I am learning BS4 and took upon myself to scrape a generic multipage website. I wanted to scrape and then follow up with putting the material in JSON file. I referred to How to print paragraph... , Python Beautiful.. , and Extract the text between... but was unable to get a preferred answer.
Here is my tag Structure
<div class ="article-body">
<section class="xyz" >
<h2>title</h2>
<h3>subtitle</h3>
<p>para 1</p>
<p>para 2</p>
<p>para 3</p>
<h3>subtitle</h3>
<p>para 1</p>
<h2>subtitle</h3>
<p>para 1</p>
<p>para 2</p>
</section>
<section> ANOTHER SECTION </section>
</div>
This is my code.. I was only able to get first heading, first subtitle, and first para
from bs4 import BeautifulSoup
url = "https://www.project.com/page-1.aspx"
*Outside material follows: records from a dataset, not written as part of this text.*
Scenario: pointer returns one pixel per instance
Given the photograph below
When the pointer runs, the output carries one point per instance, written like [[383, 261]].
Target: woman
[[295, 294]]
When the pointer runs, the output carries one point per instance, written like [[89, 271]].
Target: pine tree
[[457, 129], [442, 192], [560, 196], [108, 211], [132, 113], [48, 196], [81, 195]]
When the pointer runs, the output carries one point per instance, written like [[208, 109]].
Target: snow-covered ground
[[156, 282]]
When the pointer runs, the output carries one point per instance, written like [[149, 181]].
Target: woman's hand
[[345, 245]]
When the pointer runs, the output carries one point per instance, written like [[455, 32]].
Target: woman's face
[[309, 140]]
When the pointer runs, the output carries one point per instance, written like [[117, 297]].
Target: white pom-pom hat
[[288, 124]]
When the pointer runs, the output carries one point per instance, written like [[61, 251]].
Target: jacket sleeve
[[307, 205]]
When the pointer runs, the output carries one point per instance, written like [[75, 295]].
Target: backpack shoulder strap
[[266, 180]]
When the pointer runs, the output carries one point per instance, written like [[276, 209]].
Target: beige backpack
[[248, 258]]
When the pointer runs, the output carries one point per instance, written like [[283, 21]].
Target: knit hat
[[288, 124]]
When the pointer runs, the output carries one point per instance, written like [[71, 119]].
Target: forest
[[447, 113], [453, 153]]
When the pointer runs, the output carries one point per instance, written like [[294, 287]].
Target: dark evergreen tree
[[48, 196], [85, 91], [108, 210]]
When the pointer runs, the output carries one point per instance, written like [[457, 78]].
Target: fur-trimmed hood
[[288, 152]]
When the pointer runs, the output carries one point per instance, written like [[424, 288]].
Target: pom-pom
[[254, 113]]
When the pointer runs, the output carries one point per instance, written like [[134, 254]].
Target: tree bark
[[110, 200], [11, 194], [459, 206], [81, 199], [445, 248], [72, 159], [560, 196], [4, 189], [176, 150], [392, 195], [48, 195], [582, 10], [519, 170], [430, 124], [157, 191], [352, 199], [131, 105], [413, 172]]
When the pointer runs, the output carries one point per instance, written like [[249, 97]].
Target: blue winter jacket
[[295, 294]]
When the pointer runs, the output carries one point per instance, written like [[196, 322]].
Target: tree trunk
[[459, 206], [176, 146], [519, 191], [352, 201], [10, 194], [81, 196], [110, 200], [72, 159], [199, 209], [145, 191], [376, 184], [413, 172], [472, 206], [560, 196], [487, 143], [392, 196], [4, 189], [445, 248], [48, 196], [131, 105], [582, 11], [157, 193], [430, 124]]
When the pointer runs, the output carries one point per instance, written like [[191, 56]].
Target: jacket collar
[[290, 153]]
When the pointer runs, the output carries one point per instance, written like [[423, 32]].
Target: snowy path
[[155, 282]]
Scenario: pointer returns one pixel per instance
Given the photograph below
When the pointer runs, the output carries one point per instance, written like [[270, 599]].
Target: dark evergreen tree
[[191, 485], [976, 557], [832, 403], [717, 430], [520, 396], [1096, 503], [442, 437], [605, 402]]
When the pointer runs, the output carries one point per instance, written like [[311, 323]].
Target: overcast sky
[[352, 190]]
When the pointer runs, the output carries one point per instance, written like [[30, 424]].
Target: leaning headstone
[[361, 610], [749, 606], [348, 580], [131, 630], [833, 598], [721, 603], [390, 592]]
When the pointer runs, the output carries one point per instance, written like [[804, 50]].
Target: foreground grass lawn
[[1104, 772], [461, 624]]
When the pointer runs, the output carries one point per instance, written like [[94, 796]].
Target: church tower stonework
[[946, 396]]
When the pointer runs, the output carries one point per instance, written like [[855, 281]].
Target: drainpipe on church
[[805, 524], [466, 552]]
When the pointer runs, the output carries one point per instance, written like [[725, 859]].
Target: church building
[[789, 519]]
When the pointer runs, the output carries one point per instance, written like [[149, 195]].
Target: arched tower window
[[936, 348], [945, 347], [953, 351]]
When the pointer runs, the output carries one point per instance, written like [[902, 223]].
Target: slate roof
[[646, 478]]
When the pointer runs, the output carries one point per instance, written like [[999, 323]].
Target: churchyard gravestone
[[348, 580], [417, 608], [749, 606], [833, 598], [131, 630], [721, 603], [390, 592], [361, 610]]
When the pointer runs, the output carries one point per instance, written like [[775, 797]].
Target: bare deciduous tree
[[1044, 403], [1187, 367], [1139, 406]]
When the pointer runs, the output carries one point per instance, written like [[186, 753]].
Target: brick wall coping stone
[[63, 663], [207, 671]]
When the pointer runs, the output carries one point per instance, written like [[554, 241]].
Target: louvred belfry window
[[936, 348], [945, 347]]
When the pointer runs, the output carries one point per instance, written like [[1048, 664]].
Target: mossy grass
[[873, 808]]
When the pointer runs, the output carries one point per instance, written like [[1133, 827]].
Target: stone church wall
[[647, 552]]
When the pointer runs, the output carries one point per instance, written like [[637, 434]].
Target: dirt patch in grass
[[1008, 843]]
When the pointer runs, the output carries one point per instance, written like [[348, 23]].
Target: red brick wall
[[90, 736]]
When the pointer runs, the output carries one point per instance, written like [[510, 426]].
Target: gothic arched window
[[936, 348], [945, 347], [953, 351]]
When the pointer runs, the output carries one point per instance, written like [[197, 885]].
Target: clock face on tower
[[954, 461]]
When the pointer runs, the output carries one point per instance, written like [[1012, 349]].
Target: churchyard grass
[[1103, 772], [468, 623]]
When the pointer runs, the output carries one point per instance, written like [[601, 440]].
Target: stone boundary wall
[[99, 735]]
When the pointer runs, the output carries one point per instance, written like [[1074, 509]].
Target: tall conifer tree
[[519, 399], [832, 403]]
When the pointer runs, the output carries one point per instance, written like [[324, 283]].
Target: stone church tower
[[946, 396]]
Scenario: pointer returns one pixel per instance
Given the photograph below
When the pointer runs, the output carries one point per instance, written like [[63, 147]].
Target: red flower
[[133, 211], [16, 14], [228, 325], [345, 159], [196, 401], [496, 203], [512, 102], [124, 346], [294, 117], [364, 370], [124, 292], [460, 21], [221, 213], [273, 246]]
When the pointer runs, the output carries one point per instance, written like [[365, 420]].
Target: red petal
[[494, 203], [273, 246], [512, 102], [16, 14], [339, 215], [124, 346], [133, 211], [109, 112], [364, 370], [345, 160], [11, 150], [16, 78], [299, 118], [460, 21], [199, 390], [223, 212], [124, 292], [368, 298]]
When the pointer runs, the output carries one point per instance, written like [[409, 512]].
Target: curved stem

url2 = "https://www.project.com/page-13.aspx"
html = urllib.request.urlopen(url).read()
soup = BeautifulSoup(html, 'html.parser')
span = soup.find_all('section', {'id': 'section-body'}, {'class': 'text-body'})
for items in span:
for item in items.find_all(['h2']):
# for title
title = item.find_next("h2").text
# for subtitle
subtitle = item.find_next("h3").text
# for para
para = item.find_next("p").text
print(para)
This is another structure i tried this got me everything joined
for items in span:
# all joined
data = '\n'.join([item.text for item in items.find_all(["h3","p"])])
I even tried to merge paragraphs
subtitle = []
para = []
for items in span:
for item in items.find_all(['p', 'h3']):
if item.name == 'h3':
title = item.text
subtitle.append(title)
print(title)
if item.name =='p':
if item.find_next('h3'):
soup = soup + item.text
para.append(soup)
soup = ''
print(para)
print('******\n\n')
else:
soup = item.text
para.append(soup)
Output I want - in JSON format
[
{
"page": "page-1",
"section_one": [
{
"subtitle": "subtitle here h3"
"para": "para 1 + para 2 + para 3.. joined"
},
{
"subtitle": "subtitle here h3"
"para": "para 1"
},
{
"subtitle": "subtitle here h3"
"para": "para 1 + para 2.. joined"
}
],
"section_two": [
{
"subtitle": "subtitle here h3"
"para": "para 1 + para 2 + para 3.. joined"
}
]
},
{
"page": "page-2"
// Comment - Page 2 related stuff
}
]